Le bien-être animal, au centre des préoccupations des éleveurs et des chercheurs wallons

Du 27 au 29 avril aura lieu à Namur un congrès international auquel prendront part une centaine de scientifiques de haut vol venus des quatre coins du monde : le Dair’Innov Congress.

Objectif ?

Echanger sur les dernières innovations permettant d’améliorer le bien-être des vaches laitières ainsi que la durabilité des fermes. A la veille de ce congrès international, Elevéo (awé groupe), le Centre wallon de Recherches agronomiques (CRA-W) et Gembloux Agro-Bio Tech, partenaires wallons du projet Interreg NWE HappyMoo, ont fait le point sur le bien-être animal et ses avancées, mais aussi sur l’utilisation d’une technique novatrice pour mesurer le bien-être des vaches laitières.

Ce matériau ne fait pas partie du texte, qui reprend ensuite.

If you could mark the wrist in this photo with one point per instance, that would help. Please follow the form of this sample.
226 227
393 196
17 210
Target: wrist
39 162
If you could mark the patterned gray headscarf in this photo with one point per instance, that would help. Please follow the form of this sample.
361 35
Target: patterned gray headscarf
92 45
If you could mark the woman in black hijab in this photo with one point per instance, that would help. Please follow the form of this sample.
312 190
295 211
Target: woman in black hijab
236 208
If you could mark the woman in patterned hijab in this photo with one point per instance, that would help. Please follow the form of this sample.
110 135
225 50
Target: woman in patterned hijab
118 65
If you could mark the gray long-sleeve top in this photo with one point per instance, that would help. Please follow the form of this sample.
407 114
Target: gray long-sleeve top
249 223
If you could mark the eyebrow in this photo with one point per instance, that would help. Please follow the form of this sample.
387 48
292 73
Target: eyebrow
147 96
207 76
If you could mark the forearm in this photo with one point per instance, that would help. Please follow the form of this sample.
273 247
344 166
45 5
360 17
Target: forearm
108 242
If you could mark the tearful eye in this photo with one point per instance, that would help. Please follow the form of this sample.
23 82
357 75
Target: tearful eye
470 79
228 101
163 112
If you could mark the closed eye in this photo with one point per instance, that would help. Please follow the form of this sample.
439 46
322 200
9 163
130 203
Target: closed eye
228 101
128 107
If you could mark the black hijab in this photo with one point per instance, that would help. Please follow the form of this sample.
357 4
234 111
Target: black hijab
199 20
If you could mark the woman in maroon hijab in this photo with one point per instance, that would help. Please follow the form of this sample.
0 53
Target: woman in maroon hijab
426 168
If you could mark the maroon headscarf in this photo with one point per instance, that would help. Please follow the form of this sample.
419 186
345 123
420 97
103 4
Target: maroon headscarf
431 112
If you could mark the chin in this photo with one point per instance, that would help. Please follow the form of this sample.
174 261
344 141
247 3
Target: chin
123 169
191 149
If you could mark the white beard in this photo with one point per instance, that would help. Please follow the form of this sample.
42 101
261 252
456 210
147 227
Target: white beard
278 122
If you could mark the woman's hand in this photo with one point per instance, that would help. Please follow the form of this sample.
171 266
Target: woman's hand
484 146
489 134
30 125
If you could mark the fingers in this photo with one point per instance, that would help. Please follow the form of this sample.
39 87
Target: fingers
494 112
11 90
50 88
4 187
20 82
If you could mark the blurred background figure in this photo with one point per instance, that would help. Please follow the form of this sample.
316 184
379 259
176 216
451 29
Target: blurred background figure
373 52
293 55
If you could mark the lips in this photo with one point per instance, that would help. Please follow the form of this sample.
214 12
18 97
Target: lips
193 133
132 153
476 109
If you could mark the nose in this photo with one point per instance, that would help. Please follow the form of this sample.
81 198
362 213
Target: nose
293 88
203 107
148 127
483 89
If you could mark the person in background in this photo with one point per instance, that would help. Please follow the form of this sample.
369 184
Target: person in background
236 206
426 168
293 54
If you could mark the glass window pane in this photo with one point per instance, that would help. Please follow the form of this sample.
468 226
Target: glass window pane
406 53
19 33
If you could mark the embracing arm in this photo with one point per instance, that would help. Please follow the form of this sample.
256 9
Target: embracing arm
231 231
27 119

Depuis de nombreuses années, le bien-être des animaux d’élevage et des vaches laitières fait partie des préoccupations citoyennes. Ce que l’on sait moins, c’est que les éleveurs, en collaboration avec les chercheurs, essaient de trouver de nouvelles manières de mesurer et améliorer le bien-être de leurs animaux. Cet intérêt pour le bien-être animal n’est pas nouveau et une amélioration du bien-être apporte de nombreux avantages aux éleveurs. Être capable de mesurer le bien-être et l’objectiver est donc capital pour l’éleveur, afin d’anticiper et résoudre des problèmes que les animaux pourraient développer, mais aussi pour le grand public, pour qu’il puisse se rendre compte de l’état réel de bien-être des animaux.

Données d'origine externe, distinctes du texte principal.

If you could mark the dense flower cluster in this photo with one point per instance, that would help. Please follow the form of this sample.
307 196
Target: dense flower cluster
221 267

Actuellement, des protocoles d’évaluation du bien-être existent mais posent différents problèmes : le temps nécessaire à leur mise en œuvre, le fait qu’ils soient ponctuels et qu’ils ne s’intéressent qu’au bien-être du troupeau plutôt qu’à celui de la vache. Des solutions alternatives voient le jour, comme des colliers capteurs autour du cou des animaux permettant d’avoir une finesse de suivi à l’échelle individuelle et d’y associer des alertes sur la santé. Cependant, ces solutions restent coûteuses et ne permettent pas à toutes les fermes de s’en équiper.

Une solution pour pallier ce problème est d’utiliser l’analyse de routine du lait afin de déterminer des paramètres liés à la santé des animaux.

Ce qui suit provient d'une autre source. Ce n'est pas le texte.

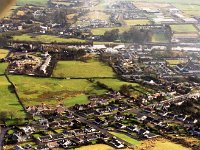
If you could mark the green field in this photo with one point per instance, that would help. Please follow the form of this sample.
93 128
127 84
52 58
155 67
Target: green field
126 138
115 83
8 100
101 31
3 67
183 28
137 22
33 2
78 69
34 91
159 38
46 39
3 53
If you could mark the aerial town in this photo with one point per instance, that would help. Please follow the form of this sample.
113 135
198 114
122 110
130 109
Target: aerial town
101 75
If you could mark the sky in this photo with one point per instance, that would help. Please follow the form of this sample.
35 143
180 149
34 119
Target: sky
4 6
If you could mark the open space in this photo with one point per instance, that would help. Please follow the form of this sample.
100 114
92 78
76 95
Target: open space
3 53
8 100
78 69
46 39
34 91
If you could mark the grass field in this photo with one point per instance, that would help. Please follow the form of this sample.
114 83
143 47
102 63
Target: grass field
34 2
34 91
3 67
101 31
3 53
96 147
137 22
115 83
8 100
46 39
159 37
183 28
126 138
80 69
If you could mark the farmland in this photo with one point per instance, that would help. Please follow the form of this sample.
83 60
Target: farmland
126 138
34 91
183 28
46 39
3 53
78 69
35 2
9 100
136 22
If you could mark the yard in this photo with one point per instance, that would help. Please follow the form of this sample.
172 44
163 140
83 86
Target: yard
46 39
34 91
78 69
3 53
186 28
137 22
125 138
8 100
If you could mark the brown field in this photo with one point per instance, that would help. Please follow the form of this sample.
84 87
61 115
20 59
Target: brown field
160 144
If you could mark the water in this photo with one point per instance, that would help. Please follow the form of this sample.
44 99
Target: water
5 5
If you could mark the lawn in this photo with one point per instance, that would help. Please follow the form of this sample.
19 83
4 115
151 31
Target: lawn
34 91
183 28
46 39
3 67
159 38
96 147
137 22
101 31
8 100
78 69
115 83
126 138
3 53
33 2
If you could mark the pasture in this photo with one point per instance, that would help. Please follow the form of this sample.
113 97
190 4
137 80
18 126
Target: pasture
78 69
46 39
8 100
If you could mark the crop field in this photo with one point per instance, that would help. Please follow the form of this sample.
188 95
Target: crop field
78 69
8 100
46 39
183 28
137 22
34 2
3 53
159 38
101 31
34 91
126 138
3 67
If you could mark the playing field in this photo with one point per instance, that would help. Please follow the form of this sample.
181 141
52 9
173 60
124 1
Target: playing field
46 39
3 53
34 91
183 28
78 69
8 100
137 22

Pratiquement, comment cela se passe ? La spectrométrie moyen infrarouge (MIR) est une technologie déjà utilisée depuis de nombreuses années pour l’analyse de la qualité et de la composition du lait dans le cadre du contrôle laitier mensuel sur toutes les vaches. C’est donc une technologie disponible, fiable, mais sous-utilisée. Ainsi, des échantillons de lait sont potentiellement disponibles lors de chaque traite. Leur prélèvement ne génère aucune douleur ni stress, contrairement à d’autres sources d’informations potentielles comme les prises de sang ou les pesées. La spectrométrie MIR est une analyse physique, basée sur l’interaction entre l’échantillon et la lumière. Elle ne génère donc aucun déchet chimique, ne détruit pas l’échantillon, est rapide, standardisée, peu couteuse et permet d’obtenir énormément d’informations sur la composition du lait.

L’objectif du projet interreg NWE HappyMoo, qui bénéficie également d’un soutien de la Wallonie, et dont Elevéo est chef de file, vise à quantifier le bien-être des vaches laitières via l’analyse spectrale du lait. En d’autres termes, il s’agit d’extraire davantage d’information de cette goutte de lait en lien avec le bien-être animal via la technique d’analyse du MIR.

Encore un bel exemple du savoir-faire wallon, basé sur un partenariat Eleveurs – Chercheurs, une particularité wallonne source de nombreuses innovations en élevage.